Michael Eller; Peter J Goadsby


Expert Rev Neurother. 2013;13(3):263-273. 

In This Article

MRI in the Nonacute Headache Population

The following study is illustrative of problems in methodology in this area. In total, 530 patients underwent either MRI (n = 304) or CT (n = 226), and these were only a small proportion of the 3655 consecutive new patients referred to a tertiary headache center.[25] Demographics are only available for the total cohort: 69% were female, and the mean age was 42 years; 50% of the patients were diagnosed with migraine, 34% with TTH. A further 6.1% consisted of other primary headache diagnoses, while the remaining 10% of the patients represented a variety of secondary headache conditions, such as relating to trauma, drug effect or withdrawal or disorder of homeostasis. The choice to image was dependent upon which neurologist was seen, if any 'red' and 'yellow' flags were apparent,[9] and if any 'suspicious' findings were present. This variability in patient selection significantly compromises any interpretation of the study. Of the patients that underwent an MRI, 46% showed an insignificant abnormality – this was not defined, while 3% demonstrated a significant abnormality, mostly brain tumors. This contrasted with the CT findings, where 28% had an insignificant abnormality and 1% were found to have a significant lesion. Two patients in both the migraine and TTH groups had significant findings. The results are in keeping for those in the general community.

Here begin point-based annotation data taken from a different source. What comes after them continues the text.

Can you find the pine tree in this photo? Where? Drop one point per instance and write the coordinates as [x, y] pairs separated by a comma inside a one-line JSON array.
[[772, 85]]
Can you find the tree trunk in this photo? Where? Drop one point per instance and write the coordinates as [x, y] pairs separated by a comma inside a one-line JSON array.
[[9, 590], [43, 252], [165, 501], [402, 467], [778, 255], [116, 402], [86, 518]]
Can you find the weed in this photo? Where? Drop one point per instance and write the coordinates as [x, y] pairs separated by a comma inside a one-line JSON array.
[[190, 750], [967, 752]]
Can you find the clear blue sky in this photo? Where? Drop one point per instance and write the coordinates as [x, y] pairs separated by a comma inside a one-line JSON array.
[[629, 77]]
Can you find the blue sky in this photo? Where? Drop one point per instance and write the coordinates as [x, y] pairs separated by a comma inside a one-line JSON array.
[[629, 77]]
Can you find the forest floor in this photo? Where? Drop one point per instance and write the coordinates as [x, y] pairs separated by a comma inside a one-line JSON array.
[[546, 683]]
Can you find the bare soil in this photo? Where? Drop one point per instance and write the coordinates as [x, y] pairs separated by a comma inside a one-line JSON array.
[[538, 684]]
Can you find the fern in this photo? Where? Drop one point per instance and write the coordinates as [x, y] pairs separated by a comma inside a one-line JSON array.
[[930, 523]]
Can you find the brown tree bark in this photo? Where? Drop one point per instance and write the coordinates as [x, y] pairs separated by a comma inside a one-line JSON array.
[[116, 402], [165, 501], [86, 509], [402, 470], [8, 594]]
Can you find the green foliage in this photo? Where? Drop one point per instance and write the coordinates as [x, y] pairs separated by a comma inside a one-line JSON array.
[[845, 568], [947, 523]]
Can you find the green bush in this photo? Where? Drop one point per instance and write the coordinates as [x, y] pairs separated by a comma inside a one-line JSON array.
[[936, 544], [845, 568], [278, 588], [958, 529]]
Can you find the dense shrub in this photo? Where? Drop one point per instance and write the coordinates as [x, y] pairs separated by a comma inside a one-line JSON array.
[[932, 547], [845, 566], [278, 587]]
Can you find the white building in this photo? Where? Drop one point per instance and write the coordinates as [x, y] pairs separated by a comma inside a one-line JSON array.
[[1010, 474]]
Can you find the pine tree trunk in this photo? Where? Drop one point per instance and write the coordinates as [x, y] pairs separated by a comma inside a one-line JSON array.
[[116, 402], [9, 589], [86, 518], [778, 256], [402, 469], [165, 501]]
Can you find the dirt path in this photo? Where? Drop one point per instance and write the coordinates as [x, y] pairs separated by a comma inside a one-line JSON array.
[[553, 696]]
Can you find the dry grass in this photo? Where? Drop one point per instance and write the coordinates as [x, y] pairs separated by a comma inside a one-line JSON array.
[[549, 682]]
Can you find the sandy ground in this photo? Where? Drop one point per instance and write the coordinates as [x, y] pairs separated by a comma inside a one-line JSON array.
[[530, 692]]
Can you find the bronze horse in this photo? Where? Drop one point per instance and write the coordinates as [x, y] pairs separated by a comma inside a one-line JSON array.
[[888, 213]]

Another study demonstrated the use of 1.5 T MRI or CT brain scans in 1876 consecutive patients referred to the neurology service for headache.[26] The choice of modality was determined by a variety of factors, such as expediency and patient preference. Women represented around two-thirds of the study population, and the mean age was 38 years. Almost 50% had migraine, approximately 35% TTH, and nearly 11% an indeterminate phenotype. The remaining 4% included patients with less common phenotypes, such as cluster headache. CT scanning was conducted in 1432 patients, MRI in 580, and both in 136 patients. The rate of 'significant' lesions in those patients with a normal neurological examination was 0.9% (17 patients), and included three pituitary adenomas, an arteriovenous malformation, an ischemic stroke, two arachnoid cysts and a number of other tumors. Of these lesions, eight required surgical intervention. Of note, the yield of imaging in the group with indeterminate headache – those patients that were unable to be categorized by ICHD criteria – was 3.7%, higher than in TTH (0.8%) and migraine (0.4%). Despite the referral bias inherent in the study, and lack of predetermined imaging modality selection, this study represents a reasonable approximation to everyday practice.

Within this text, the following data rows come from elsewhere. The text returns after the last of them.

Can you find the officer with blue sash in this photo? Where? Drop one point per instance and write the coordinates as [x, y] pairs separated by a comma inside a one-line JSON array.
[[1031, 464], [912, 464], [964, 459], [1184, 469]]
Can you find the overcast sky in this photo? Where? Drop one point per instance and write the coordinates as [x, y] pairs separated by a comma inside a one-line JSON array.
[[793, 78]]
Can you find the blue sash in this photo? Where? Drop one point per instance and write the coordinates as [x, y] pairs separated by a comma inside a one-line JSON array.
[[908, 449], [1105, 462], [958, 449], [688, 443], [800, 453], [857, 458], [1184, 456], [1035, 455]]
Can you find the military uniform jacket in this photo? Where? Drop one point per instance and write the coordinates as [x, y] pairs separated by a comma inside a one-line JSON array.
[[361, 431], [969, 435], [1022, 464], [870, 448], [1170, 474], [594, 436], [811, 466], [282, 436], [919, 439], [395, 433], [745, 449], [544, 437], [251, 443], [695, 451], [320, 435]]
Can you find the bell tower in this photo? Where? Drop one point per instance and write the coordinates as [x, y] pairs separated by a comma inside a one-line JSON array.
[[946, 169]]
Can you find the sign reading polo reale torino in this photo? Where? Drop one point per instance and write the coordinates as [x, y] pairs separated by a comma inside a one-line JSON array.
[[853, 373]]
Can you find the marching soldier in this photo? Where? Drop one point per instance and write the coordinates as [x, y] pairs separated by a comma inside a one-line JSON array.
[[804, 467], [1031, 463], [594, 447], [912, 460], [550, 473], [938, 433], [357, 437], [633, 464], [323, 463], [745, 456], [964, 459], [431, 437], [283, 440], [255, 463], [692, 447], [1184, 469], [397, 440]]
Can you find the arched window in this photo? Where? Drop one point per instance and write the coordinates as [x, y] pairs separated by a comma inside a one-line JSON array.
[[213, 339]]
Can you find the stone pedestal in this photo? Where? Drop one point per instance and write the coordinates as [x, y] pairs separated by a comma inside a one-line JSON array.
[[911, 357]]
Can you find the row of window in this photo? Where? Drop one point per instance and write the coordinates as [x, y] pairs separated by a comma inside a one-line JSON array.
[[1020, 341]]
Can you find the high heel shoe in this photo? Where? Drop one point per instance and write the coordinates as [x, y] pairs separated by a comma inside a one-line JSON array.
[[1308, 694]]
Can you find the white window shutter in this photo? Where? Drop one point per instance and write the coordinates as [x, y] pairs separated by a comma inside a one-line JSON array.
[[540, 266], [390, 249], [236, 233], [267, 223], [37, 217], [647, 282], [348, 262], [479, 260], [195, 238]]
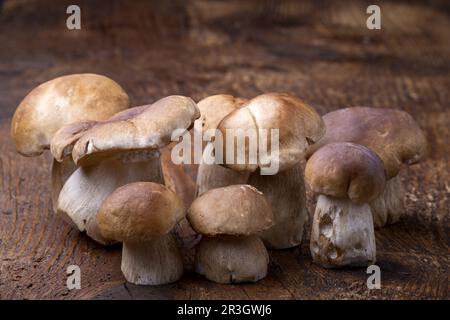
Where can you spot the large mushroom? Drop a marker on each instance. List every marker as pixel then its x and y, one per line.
pixel 298 126
pixel 212 110
pixel 142 215
pixel 113 153
pixel 393 135
pixel 230 219
pixel 347 177
pixel 55 103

A Japanese study retrospectively reviewed the 1-T MRI brain scans of 306 patients with episodic and chronic headache of more than 1 month, who also had a normal neurological exam.[27] Two-thirds of these scans utilized gadolinium enhancement. This group represents patients scanned for the indication of headache from an undefined and likely sizable pool. It is not clear if International Headache Society (IHS) criteria were used to classify patients, and which (if any) factors prompted the decision to image. They describe 'minor' abnormalities in 44%, without specifying the definition of this term. Only two patients had a 'significant' abnormality – one a subdural hemorrhage, another a pituitary adenoma. Their attached meta-analysis of MRI studies in migraine collected typically small studies using disparate patient-groups, using variable diagnostic criteria; in short, similar problems have plagued most imaging studies in the field. A 0.5% chance of finding a significant lesion among the 771 patients was found.

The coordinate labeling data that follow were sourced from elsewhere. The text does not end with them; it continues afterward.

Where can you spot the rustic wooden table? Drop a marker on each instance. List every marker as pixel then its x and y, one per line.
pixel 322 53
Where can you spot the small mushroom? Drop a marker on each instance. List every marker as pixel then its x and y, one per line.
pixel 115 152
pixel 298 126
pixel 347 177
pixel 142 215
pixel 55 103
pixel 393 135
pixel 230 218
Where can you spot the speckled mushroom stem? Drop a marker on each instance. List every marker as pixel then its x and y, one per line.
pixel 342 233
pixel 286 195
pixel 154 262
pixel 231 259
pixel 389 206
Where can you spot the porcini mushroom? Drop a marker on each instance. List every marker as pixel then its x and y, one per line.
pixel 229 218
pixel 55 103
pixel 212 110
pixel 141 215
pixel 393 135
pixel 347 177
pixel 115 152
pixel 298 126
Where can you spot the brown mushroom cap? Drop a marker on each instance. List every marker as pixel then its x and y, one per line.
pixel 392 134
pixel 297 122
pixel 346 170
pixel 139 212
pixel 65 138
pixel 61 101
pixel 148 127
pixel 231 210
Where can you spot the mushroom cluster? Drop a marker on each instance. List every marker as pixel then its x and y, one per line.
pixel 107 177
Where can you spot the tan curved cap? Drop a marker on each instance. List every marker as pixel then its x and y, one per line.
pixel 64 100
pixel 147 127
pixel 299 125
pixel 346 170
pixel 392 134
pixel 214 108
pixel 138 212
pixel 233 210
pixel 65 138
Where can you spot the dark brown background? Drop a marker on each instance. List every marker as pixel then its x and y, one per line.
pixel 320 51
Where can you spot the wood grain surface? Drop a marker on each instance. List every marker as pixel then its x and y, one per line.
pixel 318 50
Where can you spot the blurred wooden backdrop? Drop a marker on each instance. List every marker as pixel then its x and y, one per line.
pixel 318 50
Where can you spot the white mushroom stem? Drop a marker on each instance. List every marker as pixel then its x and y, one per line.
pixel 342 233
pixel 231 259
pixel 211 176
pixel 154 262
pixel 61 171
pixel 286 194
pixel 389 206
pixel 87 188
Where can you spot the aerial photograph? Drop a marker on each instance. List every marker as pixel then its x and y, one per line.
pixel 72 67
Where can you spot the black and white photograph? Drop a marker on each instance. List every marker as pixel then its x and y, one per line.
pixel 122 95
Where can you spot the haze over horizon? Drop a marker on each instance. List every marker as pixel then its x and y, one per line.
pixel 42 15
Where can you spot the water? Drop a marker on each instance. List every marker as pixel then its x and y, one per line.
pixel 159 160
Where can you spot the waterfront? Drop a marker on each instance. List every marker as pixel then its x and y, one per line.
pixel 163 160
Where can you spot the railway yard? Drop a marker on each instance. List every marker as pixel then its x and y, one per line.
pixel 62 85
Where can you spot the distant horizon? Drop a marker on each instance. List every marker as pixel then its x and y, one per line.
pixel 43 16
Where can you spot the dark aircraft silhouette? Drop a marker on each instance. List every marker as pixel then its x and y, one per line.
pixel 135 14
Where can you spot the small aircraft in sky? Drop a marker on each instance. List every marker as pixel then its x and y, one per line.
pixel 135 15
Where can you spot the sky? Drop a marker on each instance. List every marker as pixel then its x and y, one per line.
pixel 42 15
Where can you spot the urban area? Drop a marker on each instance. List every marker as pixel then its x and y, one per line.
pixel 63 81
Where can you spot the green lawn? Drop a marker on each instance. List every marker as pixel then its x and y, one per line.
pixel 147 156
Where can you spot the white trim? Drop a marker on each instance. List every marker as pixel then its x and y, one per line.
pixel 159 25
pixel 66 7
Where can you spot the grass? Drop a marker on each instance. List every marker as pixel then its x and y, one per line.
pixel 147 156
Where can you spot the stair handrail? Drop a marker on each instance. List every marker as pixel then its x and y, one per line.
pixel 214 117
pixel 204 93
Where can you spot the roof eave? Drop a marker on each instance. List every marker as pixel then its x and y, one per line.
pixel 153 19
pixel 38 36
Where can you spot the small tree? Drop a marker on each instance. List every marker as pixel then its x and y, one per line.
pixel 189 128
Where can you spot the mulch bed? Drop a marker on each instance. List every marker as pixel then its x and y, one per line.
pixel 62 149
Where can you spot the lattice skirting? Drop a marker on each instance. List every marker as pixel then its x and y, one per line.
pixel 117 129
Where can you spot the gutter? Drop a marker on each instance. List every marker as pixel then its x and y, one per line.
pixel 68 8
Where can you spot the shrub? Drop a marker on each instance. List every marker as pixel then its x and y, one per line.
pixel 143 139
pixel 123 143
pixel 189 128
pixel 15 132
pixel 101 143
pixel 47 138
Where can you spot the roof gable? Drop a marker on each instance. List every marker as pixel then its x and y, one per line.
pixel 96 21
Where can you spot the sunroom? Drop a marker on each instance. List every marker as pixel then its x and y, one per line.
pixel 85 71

While an innocuous headache history coupled with a normal neurological examination does not preclude a significant intracranial lesion, intracranial pathology in common headache patients occurs at a rate roughly comparable with the general population. If it is poor practice to screen the general population, this corollary also applies to patients with a common headache phenotype, particularly in the absence of additional worrying symptoms and signs.